PILNE: Szef Fed przemawia w Waszyngtonie. Rozgrywa się przyszłość Bitcoina?

1 rok temu

Rynki finansowe oczekują kolejnego przemówienia szefa Fed, Jerome’a Powella w Economic Club of Washington. Prezes Rezerwy Federalnej kolejny raz, na zaproszenie filantropa Davida Rubinsteina komentował będzie sytuację gospodarczą i politykę monetarną Stanów Zjednoczonych. CFRA Research słusznie wskazało, iż rynki po świetnych danych z gospodarki USA nie są pewne czy mogą interpretować ostatnią konferencję Powella jako gołębią, czego efektem jest niepewność. Jeśli Powell potwierdzi dziś narracje z ostatniego przemówienia i nie wplecie do niej przesadnie jastrzębich komentarzy, możemy spodziewać się wzrostowej reakcji ulgi wśród ryzykownych aktywów.

Przemówienie jest ważne ponieważ ma miejsce na kilka dni po zaskakująco mocnym raportem NFP, który wykazał najniższe od lat 60-tych, 3,4% bezrobocie i pokazał, iż gospodarka USA w styczniu dodała 517 tys. miejsc pracy, prawie 300% więcej niż oczekiwał rynek. Choć wzrost wynagrodzeń w ujęciu miesięcznym zwalnia, co jest pozytywne od strony spadku inflacji, w ujęciu rocznym wciąż rośnie o blisko 4,4%. Fed odczytuje te dane jako sygnał, iż należy zrobić więcej. Skłaniał się ku temu przemawiający dziś członek Fed z Minneapolis Neel Kashkari.

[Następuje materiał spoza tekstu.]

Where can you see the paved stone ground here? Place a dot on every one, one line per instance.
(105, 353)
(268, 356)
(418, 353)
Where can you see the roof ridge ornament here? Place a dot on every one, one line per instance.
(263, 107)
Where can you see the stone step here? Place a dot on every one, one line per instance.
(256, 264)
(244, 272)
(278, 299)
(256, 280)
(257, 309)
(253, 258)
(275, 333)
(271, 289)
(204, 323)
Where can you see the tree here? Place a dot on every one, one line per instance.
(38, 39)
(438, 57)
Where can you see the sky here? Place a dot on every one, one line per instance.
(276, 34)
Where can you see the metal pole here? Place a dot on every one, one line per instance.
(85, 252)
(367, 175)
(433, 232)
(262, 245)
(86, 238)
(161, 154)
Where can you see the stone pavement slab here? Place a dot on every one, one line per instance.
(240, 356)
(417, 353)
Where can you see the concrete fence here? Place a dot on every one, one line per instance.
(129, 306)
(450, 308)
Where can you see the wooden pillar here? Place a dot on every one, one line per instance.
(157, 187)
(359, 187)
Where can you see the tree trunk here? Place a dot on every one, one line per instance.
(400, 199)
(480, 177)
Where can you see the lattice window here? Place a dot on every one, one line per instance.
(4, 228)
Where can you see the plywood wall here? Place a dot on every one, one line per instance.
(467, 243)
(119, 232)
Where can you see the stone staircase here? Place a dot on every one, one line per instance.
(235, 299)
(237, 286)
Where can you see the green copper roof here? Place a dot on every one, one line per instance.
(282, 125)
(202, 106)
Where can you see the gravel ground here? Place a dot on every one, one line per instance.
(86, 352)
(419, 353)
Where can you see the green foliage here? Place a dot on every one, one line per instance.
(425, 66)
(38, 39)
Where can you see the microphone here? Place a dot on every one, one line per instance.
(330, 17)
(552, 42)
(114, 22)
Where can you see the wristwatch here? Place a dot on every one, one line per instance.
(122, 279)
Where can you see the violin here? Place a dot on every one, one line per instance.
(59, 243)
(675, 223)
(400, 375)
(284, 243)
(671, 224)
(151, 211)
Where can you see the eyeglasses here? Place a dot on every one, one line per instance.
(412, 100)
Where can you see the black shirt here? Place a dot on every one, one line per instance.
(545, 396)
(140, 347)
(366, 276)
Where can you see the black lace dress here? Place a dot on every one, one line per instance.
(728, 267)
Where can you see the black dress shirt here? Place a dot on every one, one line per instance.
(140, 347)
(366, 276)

Przypomnijmy – Fed podnosił stopy by osłabić rynek pracy i sprawić, iż presja inflacyjna spadnie, misja ta powiodła się tylko częściowo. Choć inflacja spada, Rezerwie Federalnej nie udało się wcale osłabić rynku pracy, co więcej ten wykazuje pozytywny rozwój mimo najbardziej agresywnego cyklu zacieśniania od lat 80-tych. Fed postrzega sytuację dwojako – z jednej strony dobrze, ponieważ inflacja spada a rynek pracy pozostaje mocny – z drugiej strony negatywnie ponieważ może oznaczać to, iż stare bolączki wrócą szybciej niż ktokolwiek myśli gdy tylko Fed zatrzyma cykl lub 'co gorsza’ obniży stopy procentowe.